Time Independent and Time Dependent Catenary Problem; August 11, 2010; Subhrajit Bhattacharya

Answer 5

Let's quickly quantify Skliv's and Alfred's answers.

The neatest way to do this is to consider the part of the cable bounded at its lowest point on one side and a general point on the other with the $x$ axis in the plane of the curve and pointing horizontal:

The crucial assumption here, expressed in various ways in the other answers, is that the rope is wholly flexible, i.e. it cannot support shear, i.e. the tension force must be tangent to the rope at all points. We take as a constant of the curve the tension at the lowest point: sure we don't know it yet, but it's still a system constant.

If the curve's equation $y = y(x)$ defines it height at horizontal position $s$ then the curve's equilibrium is defined by (here $\sigma$ is its linear density and $s(x)$ the arclength of the curve as a function of $x$):

$$T_0 = T(x) \cos\theta $$ $$\sigma\,s(x)\,g\, = T(x) \sin\theta$$

i.e.

$${\rm d}_x y = \frac{\sigma\,g}{T_0} \,s(x)\quad\Rightarrow\qquad {\rm d}_x^2 y = \frac{\sigma\,g}{T_0} \sqrt{1 + (\mathrm{d}_x\,y)^2}$$

by way of the standard arclength element $\mathrm{d}_x\,s = \sqrt{1 + (\mathrm{d}_x\,y)^2}$. Solving this equation gives you Skliv's formula straight away, whence you can impart the boundary conditions and thus understand that for all finite $T(x)$ there is a sag in the rope.

Even if the rope were a rigid beam which can support a nonzero shear, we would reach the same conclusion. The two analytical theories (aside from full numerical finite element analysis) to use here are Euler-Bernoulli Beam Theory and, more accurately, Timoshenko Beam Theory.

Answer 6

For the top surface of an object to be flat and level, the object below the surface must be under compression. It would be possible to have a walker's tightrope that was almost perfectly flat and level on the top if there two additional ropes rope below and to either side of the first one, and the lower ropes were separated from the first one by spacers, and connected to each other by tension members (in theory one could get by with only one additional rope, but only if it stayed precisely under the first one; if the second rope shifted at all to the side, the spacers would create lateral forces pushing it even further to the side; unless the distance between the ropes was long relative to their length, it would be impractical to prevent the structure from buckling).

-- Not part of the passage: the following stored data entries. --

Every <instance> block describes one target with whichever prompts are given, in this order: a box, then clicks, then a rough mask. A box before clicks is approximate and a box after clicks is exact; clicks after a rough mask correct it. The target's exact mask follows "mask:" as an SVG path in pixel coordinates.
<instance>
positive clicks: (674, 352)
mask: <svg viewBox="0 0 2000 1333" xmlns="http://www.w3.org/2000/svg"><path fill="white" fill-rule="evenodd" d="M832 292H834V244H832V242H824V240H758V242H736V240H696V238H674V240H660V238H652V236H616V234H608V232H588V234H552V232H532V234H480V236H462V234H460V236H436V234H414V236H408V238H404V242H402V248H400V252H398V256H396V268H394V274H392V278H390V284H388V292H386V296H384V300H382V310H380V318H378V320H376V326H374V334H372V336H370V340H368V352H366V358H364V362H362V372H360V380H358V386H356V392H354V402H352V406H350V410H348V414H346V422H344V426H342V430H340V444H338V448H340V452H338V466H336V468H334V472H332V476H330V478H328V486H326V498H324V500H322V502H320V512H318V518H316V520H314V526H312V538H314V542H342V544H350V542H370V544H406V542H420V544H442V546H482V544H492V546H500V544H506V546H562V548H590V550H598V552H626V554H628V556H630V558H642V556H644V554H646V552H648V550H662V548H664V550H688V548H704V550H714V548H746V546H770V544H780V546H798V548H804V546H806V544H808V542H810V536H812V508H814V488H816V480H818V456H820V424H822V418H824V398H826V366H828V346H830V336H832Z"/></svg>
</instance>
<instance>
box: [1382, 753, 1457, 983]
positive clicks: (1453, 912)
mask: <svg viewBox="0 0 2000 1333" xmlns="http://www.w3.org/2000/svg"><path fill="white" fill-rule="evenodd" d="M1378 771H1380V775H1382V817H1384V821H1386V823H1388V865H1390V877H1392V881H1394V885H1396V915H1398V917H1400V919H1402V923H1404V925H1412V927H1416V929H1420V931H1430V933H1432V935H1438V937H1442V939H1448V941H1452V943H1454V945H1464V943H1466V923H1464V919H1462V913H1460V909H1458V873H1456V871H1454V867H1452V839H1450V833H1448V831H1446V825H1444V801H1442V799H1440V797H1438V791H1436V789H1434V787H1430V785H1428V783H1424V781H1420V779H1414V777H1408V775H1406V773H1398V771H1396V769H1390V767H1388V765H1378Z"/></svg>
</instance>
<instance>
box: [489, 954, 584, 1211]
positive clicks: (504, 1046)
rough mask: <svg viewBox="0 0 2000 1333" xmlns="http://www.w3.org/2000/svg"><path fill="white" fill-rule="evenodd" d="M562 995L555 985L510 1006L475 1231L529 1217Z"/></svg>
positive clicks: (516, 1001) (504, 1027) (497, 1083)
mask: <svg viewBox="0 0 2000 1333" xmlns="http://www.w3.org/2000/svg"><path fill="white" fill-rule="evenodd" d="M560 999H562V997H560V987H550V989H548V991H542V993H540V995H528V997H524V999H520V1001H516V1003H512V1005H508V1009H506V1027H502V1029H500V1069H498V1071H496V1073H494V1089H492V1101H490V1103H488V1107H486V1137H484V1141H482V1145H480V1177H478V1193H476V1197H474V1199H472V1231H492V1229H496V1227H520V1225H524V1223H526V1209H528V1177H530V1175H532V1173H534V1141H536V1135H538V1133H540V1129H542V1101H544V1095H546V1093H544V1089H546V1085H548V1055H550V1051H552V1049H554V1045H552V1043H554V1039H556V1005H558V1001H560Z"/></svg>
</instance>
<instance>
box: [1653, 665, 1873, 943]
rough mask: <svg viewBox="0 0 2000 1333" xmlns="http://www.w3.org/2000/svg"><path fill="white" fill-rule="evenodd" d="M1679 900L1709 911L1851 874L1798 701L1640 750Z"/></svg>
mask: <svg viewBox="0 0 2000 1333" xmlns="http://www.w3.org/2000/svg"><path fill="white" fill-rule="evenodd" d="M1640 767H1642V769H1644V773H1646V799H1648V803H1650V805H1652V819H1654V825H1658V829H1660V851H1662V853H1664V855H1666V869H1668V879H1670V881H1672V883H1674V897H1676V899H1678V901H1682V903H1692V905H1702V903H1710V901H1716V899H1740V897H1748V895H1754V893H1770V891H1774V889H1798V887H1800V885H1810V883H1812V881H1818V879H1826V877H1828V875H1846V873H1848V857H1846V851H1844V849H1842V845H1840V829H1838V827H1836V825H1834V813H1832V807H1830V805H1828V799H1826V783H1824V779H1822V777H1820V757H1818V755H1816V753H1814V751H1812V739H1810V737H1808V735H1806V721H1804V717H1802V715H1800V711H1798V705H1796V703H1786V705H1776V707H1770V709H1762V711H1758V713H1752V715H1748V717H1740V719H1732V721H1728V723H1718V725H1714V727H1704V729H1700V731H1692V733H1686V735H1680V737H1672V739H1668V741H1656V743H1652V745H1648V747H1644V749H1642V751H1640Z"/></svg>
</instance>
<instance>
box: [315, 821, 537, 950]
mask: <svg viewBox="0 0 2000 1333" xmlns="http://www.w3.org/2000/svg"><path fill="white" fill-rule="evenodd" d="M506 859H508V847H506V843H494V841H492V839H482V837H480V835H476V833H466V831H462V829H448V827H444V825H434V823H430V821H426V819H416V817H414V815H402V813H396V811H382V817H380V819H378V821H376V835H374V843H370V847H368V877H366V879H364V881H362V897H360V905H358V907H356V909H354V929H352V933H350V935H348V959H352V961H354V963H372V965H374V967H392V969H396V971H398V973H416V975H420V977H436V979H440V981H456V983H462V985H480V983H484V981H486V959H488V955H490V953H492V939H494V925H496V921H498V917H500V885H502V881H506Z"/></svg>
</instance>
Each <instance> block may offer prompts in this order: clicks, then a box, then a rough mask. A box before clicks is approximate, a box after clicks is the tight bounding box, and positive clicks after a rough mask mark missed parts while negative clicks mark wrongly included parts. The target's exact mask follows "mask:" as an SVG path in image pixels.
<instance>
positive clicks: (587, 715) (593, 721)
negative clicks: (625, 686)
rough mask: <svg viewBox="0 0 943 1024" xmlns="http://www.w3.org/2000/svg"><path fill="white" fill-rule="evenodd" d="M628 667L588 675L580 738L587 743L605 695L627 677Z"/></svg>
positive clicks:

Most cables and ropes have very little compressive strength except when they're coiled up in a pile. Consequently, unless one adds compression members which are made of some other material, they will not be able to support a flat upper surface. It is, however, possible for arrangements of cables and ropes to support a flat lower surface--a fact which underlies the design of many suspension bridges. The same principle may be observed on a smaller scale in the design of the overhead power lines for electric railways. Such a design would probably not work well for a zip line, however, as any kind of support would get in the way of the pulley.

Answer 7

So can someone answer that? Why will the line never be straight when it's set up (and when there is no load on it)?

If the string was weightless, it would be perfectly straight. Here on earth however, you'll never be able to have a rope or wire with "no load," because the line itself has a weight.